FlyLo, el final del verano

Descendiente de familia de músicos (su abuela era cantautora y su tía abuela se casó con John Coltrane, ahí es nada), veinteañero y amigo de Thom Yorke (como se puede comprobar en el vídeo ahí arriba) Steven Ellison me ha dado muchas alegrías este verano. Más en concreto, 17 alegrías contenidas en su disco ‘Los Ángeles’, publicado bajo el nombre por el que todos le conocen: Flying Lotus (Flylo para los amigos). Lo publicó en 2008, pero este agosto sonaba igual de bien en Madrid que en León que en Pamplona. Y eso que se hizo en California.

Con solo 24 años y quizás por ese motivo, FlyLo fabricó un artefacto sonoro explosivo, descarado y extraño. Se atrevió a tanto que cuesta encasillarlo: ¿es hip hop? ¿Es soul futurista? ¿Es electrónica experimental? ¿Es ambient concreto? ¿Es folktrónica psicodélica? Quizás todo eso y nada de eso: si lo intentas encerrar en el puño, te abrasas.

‘Los Ángeles’ exige inmersión, nada de largos a crol. En el descenso, sintetizadores abisales, ruidos esquivos, capas sonoras siderales, bajos voluptuosos, coros robóticos y ritmos almohadillados. Si eso es ‘Los Ángeles’, no parece el mejor sitio para vivir, pero sí para recorrerlo de noche, en coche, con los seguros de las puertas cerrados.
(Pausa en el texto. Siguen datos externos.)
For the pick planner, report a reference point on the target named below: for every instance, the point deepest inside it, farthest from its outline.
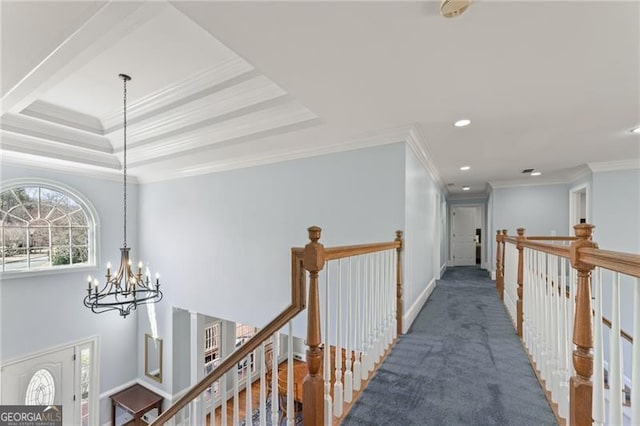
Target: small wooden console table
(137, 400)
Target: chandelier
(124, 290)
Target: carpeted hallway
(461, 363)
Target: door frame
(94, 371)
(574, 199)
(481, 210)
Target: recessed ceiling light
(462, 123)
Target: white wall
(46, 311)
(420, 236)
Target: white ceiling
(216, 85)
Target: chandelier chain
(125, 163)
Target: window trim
(94, 227)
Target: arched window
(44, 226)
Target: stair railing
(554, 317)
(365, 310)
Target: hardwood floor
(255, 398)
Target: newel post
(520, 248)
(581, 386)
(399, 302)
(499, 275)
(313, 394)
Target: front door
(42, 380)
(464, 236)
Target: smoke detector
(453, 8)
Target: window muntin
(41, 389)
(43, 227)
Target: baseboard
(413, 311)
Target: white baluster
(212, 407)
(357, 326)
(223, 400)
(263, 384)
(365, 318)
(236, 397)
(275, 394)
(615, 361)
(552, 322)
(563, 400)
(337, 386)
(348, 375)
(248, 406)
(291, 415)
(597, 410)
(635, 366)
(327, 363)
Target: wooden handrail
(296, 306)
(626, 263)
(311, 258)
(552, 238)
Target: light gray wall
(616, 215)
(223, 240)
(42, 312)
(420, 230)
(541, 210)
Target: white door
(43, 380)
(464, 236)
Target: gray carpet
(461, 363)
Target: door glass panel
(85, 364)
(41, 389)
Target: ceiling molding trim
(419, 146)
(64, 117)
(580, 172)
(34, 128)
(386, 137)
(105, 27)
(609, 166)
(518, 183)
(212, 79)
(33, 146)
(239, 100)
(280, 116)
(68, 167)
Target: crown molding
(213, 79)
(24, 144)
(420, 148)
(246, 97)
(386, 137)
(44, 130)
(62, 166)
(64, 117)
(609, 166)
(272, 119)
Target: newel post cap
(399, 235)
(584, 232)
(313, 259)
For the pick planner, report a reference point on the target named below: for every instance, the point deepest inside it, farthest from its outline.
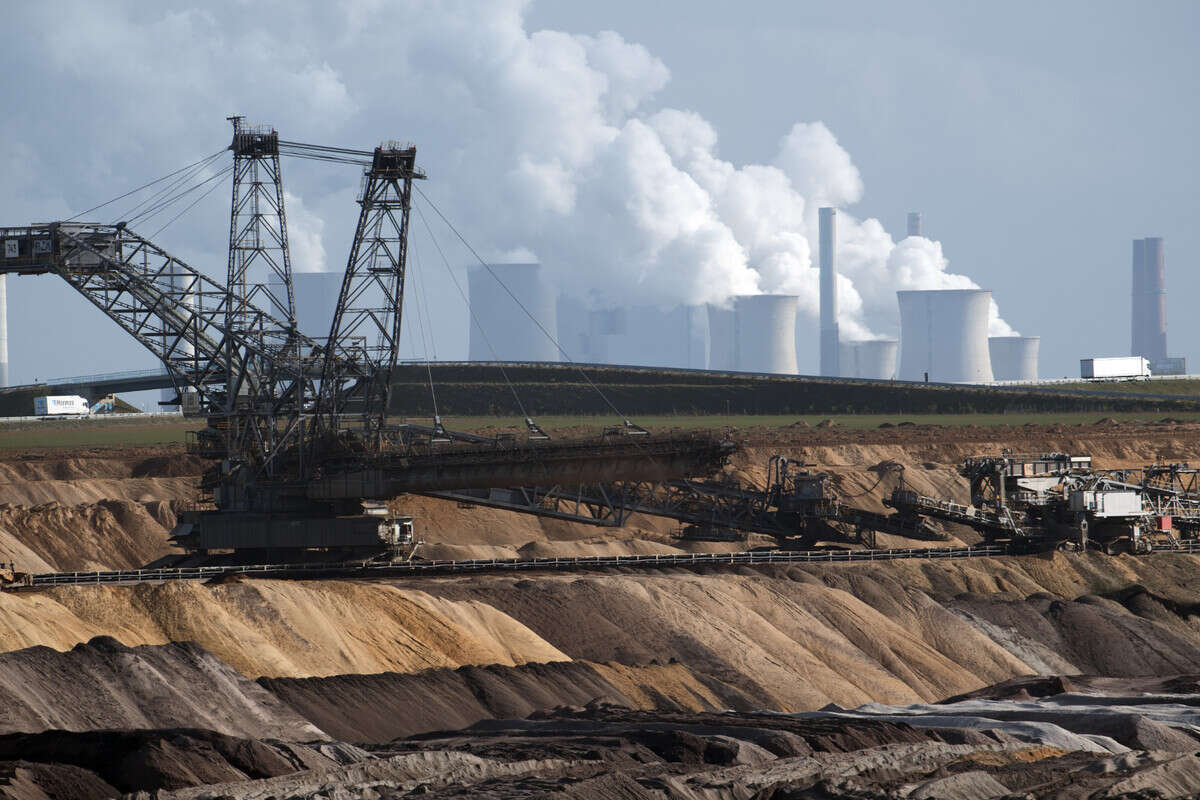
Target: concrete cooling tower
(721, 343)
(1149, 322)
(511, 335)
(765, 334)
(1014, 358)
(945, 334)
(648, 336)
(871, 359)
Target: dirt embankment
(790, 638)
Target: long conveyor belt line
(414, 569)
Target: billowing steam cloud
(539, 143)
(629, 203)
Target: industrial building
(315, 295)
(943, 335)
(870, 359)
(723, 347)
(1014, 358)
(765, 334)
(501, 329)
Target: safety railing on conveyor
(359, 569)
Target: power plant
(765, 334)
(869, 359)
(915, 227)
(943, 335)
(1014, 358)
(828, 257)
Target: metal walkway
(360, 570)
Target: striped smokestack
(915, 224)
(4, 330)
(1149, 306)
(828, 256)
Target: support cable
(473, 317)
(420, 326)
(521, 305)
(183, 180)
(151, 212)
(145, 186)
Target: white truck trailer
(61, 405)
(1131, 367)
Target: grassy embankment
(117, 433)
(1162, 386)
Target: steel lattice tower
(365, 332)
(259, 260)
Amante del minimalismo, de los sintetizadores y los ruiditos, FlyLo es un manitas de la electrónica. Escrupuloso y metódico, funde ritmos y empasta capas sonoras con un gusto infinito. Además, pese a lo que las descripciones anteriores pudieran hacer sospechar, se aleja de la frialdad matemática de grades popes de las maquinitas obsesionados por la materia gris y conecta con el pálpito visceral de la emoción sanguínea a base de coros soul, percusiones tribales y algún ritmo sudoroso. Ahí están ‘Camel’ o ‘Melt!’ para atestiguarlo.
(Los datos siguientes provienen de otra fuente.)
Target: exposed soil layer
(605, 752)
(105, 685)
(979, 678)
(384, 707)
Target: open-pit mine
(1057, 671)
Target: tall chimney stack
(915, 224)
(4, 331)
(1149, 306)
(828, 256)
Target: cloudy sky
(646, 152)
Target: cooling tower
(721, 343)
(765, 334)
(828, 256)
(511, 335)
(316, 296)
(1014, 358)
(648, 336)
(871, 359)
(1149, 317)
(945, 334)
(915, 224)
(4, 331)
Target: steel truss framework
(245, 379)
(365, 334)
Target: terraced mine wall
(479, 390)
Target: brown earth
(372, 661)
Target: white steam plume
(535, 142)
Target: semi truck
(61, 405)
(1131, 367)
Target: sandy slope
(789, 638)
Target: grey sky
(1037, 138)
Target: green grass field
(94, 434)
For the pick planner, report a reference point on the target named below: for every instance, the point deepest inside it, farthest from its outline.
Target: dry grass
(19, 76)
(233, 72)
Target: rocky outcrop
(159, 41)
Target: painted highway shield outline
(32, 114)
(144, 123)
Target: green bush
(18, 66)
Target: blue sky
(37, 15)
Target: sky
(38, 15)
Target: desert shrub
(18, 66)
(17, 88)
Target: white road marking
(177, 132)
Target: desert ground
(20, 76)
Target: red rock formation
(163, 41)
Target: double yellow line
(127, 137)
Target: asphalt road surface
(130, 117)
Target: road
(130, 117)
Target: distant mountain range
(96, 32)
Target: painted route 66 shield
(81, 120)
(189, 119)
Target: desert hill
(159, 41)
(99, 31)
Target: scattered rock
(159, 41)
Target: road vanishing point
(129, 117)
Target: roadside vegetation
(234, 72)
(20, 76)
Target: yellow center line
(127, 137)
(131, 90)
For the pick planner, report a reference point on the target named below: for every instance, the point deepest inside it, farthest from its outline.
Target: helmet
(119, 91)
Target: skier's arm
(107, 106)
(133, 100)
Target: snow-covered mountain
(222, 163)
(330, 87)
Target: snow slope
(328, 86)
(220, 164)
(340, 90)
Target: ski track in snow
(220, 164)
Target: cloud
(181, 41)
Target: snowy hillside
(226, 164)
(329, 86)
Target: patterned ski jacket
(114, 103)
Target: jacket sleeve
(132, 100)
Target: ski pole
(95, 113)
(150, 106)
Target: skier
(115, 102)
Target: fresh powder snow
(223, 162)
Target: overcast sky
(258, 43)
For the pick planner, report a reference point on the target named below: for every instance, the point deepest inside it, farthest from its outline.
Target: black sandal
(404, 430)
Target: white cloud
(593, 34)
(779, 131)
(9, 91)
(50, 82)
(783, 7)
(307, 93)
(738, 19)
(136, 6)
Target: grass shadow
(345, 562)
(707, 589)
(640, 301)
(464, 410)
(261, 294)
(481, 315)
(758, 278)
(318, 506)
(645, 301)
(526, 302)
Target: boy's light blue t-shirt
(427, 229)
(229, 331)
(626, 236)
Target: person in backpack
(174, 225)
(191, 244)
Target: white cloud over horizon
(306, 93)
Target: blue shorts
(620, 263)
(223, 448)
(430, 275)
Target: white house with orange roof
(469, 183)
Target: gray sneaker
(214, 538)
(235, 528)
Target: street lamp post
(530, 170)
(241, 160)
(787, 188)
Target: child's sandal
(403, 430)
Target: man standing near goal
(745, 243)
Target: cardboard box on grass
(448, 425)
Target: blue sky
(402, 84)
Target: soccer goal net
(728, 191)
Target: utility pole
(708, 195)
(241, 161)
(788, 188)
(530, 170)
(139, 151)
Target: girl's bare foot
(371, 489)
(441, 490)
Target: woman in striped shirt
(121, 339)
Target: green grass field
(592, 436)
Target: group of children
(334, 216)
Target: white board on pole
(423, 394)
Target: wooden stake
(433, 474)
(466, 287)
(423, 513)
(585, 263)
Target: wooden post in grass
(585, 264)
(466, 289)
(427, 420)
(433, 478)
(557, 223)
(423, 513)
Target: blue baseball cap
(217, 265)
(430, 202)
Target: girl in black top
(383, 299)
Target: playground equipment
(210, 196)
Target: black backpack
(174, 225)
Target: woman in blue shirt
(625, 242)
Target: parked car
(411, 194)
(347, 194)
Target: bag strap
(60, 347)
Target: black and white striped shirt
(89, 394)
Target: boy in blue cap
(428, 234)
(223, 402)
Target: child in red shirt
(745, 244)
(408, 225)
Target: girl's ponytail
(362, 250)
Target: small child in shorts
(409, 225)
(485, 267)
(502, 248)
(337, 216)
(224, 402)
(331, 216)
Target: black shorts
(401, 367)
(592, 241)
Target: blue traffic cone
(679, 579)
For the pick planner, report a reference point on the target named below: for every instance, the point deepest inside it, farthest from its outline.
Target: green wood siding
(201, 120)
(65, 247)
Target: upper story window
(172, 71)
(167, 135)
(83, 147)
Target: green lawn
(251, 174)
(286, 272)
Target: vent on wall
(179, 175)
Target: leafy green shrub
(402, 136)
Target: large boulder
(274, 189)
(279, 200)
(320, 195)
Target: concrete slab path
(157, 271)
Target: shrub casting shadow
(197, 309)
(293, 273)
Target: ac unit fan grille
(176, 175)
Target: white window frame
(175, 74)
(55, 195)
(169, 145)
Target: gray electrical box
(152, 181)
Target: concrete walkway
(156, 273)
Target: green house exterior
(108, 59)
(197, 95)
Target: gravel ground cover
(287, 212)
Comparte con su amigo Gonjasufi, que aparece en el álbum poniendo voz a la espectral ‘Testament’, la excentricidad psicodélica y el regusto ‘vintage’ que retrotrae la imaginación a leyendas como Silver Apples. Sus ecos se oyen en ‘Riot’ y ‘Golden Diva’, en la que funde el ambient y el hip hop con una argamasa de texturas crujientes y porosas sin fondo. Tiras dentro una piedra y no escuchas el golpe al caer.

El sonido es maleable, de plastilina: se retuerce sobre sí mismo y da lugar a nuevas formas, espectros inesperados que van entrando y saliendo de la canción sin que te enteres. Escuchad la fulgurante ‘Parisian goldfish’ para entender lo que digo.
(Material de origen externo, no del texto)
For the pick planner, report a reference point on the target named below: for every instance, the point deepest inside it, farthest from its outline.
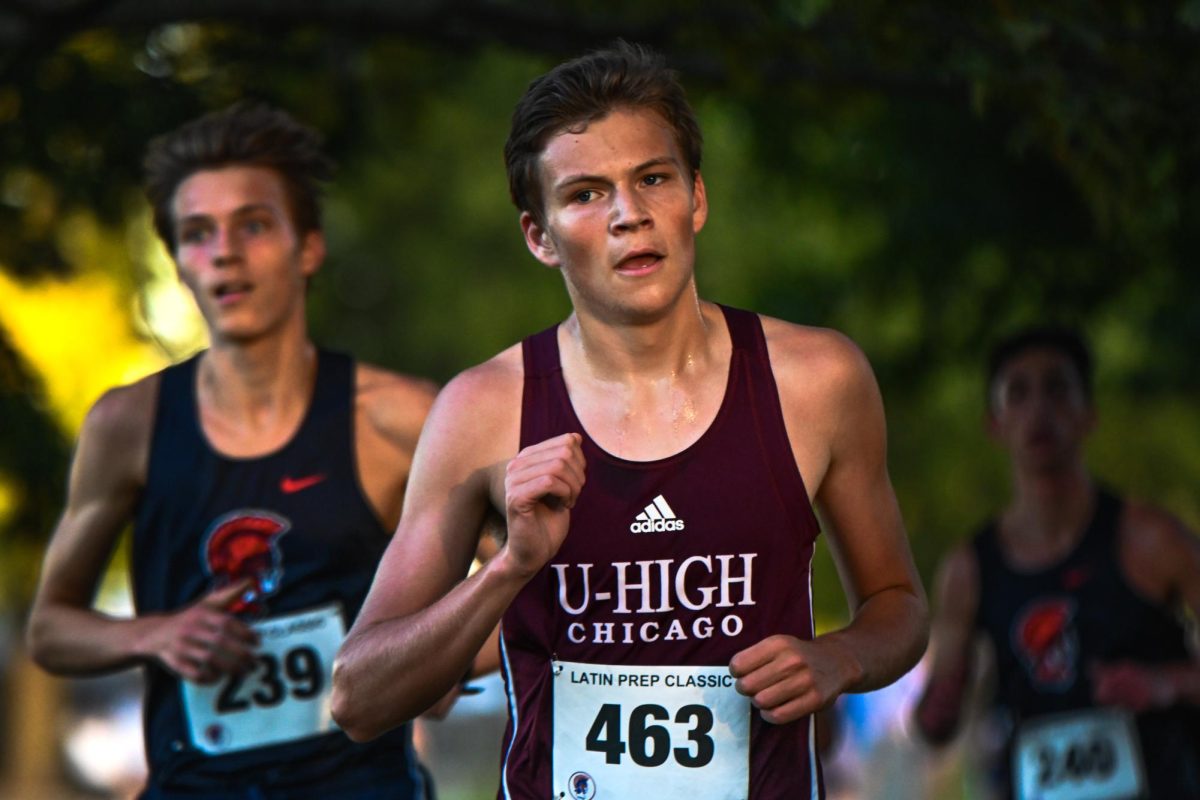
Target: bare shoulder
(804, 355)
(114, 443)
(393, 404)
(474, 426)
(486, 394)
(1158, 551)
(124, 415)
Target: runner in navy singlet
(657, 457)
(262, 477)
(1080, 596)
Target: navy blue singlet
(298, 525)
(1047, 626)
(616, 655)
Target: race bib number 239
(285, 697)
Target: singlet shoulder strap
(175, 439)
(335, 382)
(745, 330)
(1102, 530)
(540, 353)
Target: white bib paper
(283, 698)
(672, 733)
(1079, 756)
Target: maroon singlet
(670, 566)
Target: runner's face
(239, 253)
(622, 215)
(1039, 410)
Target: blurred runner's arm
(1161, 551)
(834, 417)
(418, 631)
(940, 710)
(65, 635)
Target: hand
(787, 678)
(204, 642)
(1131, 686)
(540, 488)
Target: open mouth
(640, 262)
(231, 290)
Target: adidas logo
(657, 518)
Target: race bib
(621, 729)
(1079, 756)
(283, 698)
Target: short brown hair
(583, 90)
(245, 133)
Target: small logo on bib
(583, 786)
(657, 518)
(216, 734)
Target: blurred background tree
(923, 178)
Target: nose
(226, 245)
(629, 211)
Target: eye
(1015, 392)
(193, 235)
(256, 226)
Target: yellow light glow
(77, 336)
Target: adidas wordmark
(657, 518)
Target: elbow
(342, 708)
(935, 726)
(351, 714)
(37, 642)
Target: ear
(991, 425)
(699, 203)
(312, 252)
(539, 241)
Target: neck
(265, 377)
(1053, 504)
(672, 346)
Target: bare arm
(420, 627)
(65, 635)
(1161, 559)
(390, 410)
(835, 419)
(957, 597)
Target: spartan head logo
(583, 787)
(243, 545)
(1045, 641)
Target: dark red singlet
(671, 564)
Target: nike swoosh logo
(293, 485)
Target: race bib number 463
(285, 697)
(621, 729)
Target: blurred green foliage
(922, 178)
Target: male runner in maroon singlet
(657, 457)
(1079, 595)
(263, 479)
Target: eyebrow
(570, 180)
(240, 211)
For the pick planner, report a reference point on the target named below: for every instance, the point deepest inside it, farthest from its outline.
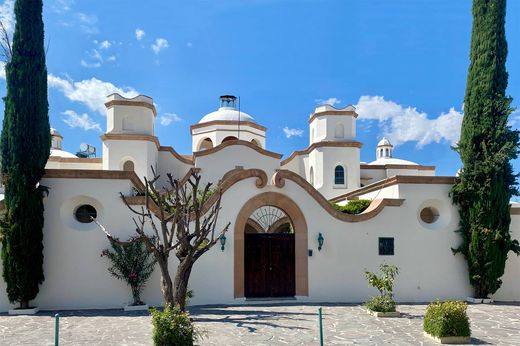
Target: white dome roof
(61, 153)
(227, 114)
(392, 161)
(384, 141)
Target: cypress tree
(487, 145)
(25, 147)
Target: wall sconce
(222, 241)
(320, 241)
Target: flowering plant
(131, 263)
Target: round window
(85, 213)
(429, 215)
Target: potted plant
(383, 305)
(447, 322)
(134, 264)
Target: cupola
(227, 123)
(384, 149)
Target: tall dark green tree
(25, 146)
(486, 147)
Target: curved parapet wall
(374, 209)
(230, 179)
(237, 142)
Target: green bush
(447, 319)
(384, 303)
(172, 327)
(353, 207)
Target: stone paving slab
(293, 324)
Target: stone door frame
(300, 239)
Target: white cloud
(88, 23)
(90, 65)
(104, 44)
(289, 133)
(139, 34)
(168, 118)
(403, 124)
(89, 92)
(160, 44)
(7, 16)
(82, 121)
(330, 101)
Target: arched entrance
(270, 241)
(269, 254)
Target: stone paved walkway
(260, 325)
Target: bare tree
(180, 218)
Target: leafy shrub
(385, 285)
(353, 207)
(172, 327)
(384, 303)
(131, 263)
(447, 319)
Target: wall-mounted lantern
(320, 241)
(222, 241)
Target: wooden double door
(269, 265)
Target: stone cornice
(332, 113)
(346, 144)
(228, 122)
(373, 210)
(149, 138)
(397, 179)
(394, 166)
(129, 103)
(75, 159)
(231, 178)
(94, 174)
(237, 142)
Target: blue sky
(403, 63)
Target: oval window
(85, 213)
(429, 215)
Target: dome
(384, 142)
(227, 114)
(55, 132)
(392, 161)
(62, 153)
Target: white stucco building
(277, 209)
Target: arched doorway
(269, 254)
(205, 144)
(270, 248)
(229, 138)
Su capacidad de sorpresa y de captar la atención permanece intacta durante las 17 canciones de un disco que no se hace lago y que tiene un extraño poder adictivo. Quizás el misterio reside en que se trata de temas cortos que no repiten patrones y que encierran una suerte de espíritu pop, sólo perceptible tras varias escuchas.

Esto es riqueza. Si se entera Merkel igual le despluma.